Possible details about Apple’s upcoming iPhone 5 have emerged from an unlikely source: Sony CEO Sir Howard Stringer.
While speaking with the Wall Street Journal‘s Walt Mossberg at a forum at New York City’s Carnegie Hall on Friday, Stringer made an off-handed comment that may indicate that the next-generation iPhone will come loaded with an 8MP camera — a significant boost from the iPhone 4’s 5MP camera.
The comment was made by the Sony CEO while he was talking about the one of the company’s plants Senai being damaged by the tsunami that hit Japan last month. So far, Apple has sourced mobile cameras from OmniVision, which provided the 5MP camera for iPhone 4 and the 3.2MP camera for the 3GS. But if interpretations of Stringer’s comment are correct, it would indicate that Apple may start buying cameras from Sony.
“Our best sensor technology is built in one of the (tsunami) affected factories,” said Stringer (as paraphrased by 9to5Mac founder Seth Weintraub, who caught the quote). “Those go to Apple for their iPhones…or iPads. Isn’t that something? They buy our best sensors from us?”
According to Electronista, interpretations that Sony is taking over Apple’s camera production are corroborated by a rumors in February that Sony was stepping in because OmniVision couldn’t have an 8MP camera sensor ready in time for Apple’s launch date. Also, Sony’s sensor, which is currently used in its Xperia Neo handset, would meet Apple’s demands of quality over megapixel quantity with its low-light, low-noise capabilities.

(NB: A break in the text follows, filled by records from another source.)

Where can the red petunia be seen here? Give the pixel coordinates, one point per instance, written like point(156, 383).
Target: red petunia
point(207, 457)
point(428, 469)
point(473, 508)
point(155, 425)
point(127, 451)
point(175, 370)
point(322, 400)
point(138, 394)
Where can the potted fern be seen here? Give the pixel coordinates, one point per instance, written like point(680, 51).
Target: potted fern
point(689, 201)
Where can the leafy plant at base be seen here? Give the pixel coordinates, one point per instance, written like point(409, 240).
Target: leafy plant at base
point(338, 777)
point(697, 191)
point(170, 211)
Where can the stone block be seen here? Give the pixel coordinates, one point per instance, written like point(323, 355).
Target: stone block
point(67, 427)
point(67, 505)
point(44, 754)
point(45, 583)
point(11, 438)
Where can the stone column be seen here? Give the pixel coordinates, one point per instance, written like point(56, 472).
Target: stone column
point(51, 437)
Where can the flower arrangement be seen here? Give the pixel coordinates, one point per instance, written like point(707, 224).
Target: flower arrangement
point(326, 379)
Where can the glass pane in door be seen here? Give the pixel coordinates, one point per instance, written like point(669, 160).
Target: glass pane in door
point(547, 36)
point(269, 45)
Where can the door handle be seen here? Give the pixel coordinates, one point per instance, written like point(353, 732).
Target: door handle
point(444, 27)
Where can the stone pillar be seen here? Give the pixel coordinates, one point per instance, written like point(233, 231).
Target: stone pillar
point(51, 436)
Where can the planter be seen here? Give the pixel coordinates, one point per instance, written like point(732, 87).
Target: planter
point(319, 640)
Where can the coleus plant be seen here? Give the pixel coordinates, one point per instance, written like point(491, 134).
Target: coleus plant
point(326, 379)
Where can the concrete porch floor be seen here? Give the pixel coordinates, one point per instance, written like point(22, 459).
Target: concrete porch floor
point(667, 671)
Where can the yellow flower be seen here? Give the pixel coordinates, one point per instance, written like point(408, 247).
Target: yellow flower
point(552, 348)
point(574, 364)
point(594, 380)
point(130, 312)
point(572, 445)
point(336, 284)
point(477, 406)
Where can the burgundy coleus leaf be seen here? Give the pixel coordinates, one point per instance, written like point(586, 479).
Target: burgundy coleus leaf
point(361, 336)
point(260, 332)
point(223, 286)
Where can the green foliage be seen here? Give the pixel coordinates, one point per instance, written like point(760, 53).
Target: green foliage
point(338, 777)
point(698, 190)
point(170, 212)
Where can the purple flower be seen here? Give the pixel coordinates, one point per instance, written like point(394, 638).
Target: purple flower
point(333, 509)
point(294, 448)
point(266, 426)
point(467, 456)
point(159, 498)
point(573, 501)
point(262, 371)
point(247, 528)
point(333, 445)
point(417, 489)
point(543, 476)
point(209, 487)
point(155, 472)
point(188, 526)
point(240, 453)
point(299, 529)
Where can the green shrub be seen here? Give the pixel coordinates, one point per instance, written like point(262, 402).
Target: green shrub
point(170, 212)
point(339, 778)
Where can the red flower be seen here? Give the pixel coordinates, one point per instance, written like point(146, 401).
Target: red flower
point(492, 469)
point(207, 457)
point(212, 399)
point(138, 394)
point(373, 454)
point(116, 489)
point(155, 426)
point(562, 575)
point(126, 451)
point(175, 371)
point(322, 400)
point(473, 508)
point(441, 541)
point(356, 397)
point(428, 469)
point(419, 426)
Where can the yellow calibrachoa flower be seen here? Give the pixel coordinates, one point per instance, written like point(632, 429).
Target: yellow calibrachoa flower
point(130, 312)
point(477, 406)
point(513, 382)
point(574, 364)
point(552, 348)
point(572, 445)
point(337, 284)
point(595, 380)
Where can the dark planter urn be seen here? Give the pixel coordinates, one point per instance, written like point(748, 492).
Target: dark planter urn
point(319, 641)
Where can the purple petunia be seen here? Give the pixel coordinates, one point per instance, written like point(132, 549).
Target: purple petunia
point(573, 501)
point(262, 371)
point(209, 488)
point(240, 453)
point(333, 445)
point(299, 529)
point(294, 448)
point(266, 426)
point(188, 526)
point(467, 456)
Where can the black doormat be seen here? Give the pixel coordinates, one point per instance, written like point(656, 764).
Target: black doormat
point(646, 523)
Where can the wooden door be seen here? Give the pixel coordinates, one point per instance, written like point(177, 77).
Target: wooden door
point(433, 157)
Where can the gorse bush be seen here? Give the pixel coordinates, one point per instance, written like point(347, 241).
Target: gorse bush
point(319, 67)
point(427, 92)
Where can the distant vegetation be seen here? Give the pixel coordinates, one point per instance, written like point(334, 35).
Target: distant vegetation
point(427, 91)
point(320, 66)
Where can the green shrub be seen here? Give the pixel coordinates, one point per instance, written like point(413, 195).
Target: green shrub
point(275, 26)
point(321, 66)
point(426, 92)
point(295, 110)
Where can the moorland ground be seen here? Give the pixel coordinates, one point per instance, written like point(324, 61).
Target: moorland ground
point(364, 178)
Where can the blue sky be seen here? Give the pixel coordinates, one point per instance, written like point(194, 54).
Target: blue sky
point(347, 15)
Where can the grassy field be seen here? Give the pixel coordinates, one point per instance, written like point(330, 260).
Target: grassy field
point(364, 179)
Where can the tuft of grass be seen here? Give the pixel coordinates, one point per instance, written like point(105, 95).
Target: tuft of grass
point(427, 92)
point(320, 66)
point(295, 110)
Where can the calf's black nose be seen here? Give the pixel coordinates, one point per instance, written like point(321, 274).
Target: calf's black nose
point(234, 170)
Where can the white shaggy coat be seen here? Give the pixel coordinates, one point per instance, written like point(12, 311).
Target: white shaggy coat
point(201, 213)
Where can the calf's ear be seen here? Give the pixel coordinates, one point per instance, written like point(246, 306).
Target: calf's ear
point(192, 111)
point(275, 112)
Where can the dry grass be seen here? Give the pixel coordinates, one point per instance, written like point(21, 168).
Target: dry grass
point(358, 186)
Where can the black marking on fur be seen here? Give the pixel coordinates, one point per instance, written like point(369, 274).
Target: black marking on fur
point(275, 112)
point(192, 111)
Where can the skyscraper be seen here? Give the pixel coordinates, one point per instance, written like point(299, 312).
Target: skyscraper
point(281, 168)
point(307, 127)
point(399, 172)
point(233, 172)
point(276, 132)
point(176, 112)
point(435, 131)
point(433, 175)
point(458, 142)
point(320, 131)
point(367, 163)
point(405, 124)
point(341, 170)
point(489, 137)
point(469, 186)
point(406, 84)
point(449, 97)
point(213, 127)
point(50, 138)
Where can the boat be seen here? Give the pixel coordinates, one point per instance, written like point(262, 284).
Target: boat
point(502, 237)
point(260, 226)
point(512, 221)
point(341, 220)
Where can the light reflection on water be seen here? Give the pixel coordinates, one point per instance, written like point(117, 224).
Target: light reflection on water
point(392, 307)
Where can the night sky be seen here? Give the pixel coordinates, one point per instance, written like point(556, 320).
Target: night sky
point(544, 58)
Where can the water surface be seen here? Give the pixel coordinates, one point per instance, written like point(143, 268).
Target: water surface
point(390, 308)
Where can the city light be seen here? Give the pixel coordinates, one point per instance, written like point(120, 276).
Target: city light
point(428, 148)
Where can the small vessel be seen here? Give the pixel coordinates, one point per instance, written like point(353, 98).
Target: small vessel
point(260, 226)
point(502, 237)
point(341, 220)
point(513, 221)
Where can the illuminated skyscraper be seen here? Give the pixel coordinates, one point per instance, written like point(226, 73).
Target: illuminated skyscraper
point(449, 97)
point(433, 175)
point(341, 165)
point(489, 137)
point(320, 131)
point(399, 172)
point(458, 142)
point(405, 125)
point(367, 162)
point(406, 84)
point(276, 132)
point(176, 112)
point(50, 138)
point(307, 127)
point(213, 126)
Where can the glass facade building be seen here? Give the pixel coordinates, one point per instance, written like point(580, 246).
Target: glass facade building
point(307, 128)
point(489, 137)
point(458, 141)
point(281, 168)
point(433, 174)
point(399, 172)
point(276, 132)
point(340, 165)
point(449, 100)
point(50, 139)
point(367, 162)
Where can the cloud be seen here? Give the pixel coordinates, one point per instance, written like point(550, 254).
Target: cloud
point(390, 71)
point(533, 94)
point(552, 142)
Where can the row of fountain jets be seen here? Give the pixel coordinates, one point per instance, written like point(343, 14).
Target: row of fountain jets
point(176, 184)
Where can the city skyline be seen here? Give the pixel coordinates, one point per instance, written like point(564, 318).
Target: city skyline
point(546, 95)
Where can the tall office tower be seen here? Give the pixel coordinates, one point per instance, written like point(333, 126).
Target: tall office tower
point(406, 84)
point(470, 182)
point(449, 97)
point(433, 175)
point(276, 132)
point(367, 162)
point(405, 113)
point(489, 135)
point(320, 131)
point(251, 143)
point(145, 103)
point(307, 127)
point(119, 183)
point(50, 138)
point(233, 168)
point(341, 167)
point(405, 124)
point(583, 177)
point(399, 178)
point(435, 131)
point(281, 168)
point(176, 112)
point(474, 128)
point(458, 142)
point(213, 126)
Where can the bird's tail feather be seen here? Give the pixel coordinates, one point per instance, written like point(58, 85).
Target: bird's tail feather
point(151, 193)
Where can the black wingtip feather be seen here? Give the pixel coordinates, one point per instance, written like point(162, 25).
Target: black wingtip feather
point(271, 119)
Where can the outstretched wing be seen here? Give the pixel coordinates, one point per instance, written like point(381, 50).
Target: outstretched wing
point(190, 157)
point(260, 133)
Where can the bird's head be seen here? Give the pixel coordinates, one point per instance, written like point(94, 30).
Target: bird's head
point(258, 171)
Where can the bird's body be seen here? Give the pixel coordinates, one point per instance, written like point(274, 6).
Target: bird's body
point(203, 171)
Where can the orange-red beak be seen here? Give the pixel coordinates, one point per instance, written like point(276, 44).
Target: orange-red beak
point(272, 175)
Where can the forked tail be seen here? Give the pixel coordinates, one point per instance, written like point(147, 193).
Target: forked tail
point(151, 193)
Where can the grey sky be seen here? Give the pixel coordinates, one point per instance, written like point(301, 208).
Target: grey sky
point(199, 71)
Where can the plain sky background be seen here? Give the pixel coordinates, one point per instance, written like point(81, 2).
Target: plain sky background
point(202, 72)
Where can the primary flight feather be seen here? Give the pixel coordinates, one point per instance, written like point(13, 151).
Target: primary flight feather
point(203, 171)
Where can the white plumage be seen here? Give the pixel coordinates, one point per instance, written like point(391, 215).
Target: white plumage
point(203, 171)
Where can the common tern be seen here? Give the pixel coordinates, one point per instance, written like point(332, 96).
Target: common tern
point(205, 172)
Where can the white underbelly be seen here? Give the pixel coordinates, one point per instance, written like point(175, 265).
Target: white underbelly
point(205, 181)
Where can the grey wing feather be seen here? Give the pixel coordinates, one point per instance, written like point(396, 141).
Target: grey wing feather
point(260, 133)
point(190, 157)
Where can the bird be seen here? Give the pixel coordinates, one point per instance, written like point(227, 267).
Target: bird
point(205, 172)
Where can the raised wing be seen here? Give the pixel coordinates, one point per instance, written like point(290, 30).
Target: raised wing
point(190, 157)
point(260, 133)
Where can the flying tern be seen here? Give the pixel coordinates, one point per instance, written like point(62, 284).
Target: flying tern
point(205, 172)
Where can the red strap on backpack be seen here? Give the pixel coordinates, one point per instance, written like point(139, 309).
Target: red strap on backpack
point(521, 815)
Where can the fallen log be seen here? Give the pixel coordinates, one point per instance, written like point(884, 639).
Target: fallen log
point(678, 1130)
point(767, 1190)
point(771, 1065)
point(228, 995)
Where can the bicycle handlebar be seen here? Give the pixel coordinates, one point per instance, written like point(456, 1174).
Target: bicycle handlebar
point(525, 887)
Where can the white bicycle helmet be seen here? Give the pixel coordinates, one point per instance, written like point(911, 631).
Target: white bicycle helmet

As 9to5Mac points out, The Street reported in April 2010 that Apple would adopt Sony’s 8MP camera for the iPhone 5. This was included in the same report that correctly predicted a 5MP camer for the iPhone 4.
Damages to Sony’s Sendai plant — which is located in one of the areas hardest hit by the devastating earthquake and resulting tsunami — could also explain why Apple is said not to be debuting the iPhone 5 during its WWDC on June 6, which has been the release event for Apple’s latest iPhone since its release of the iPhone 3G in 2008.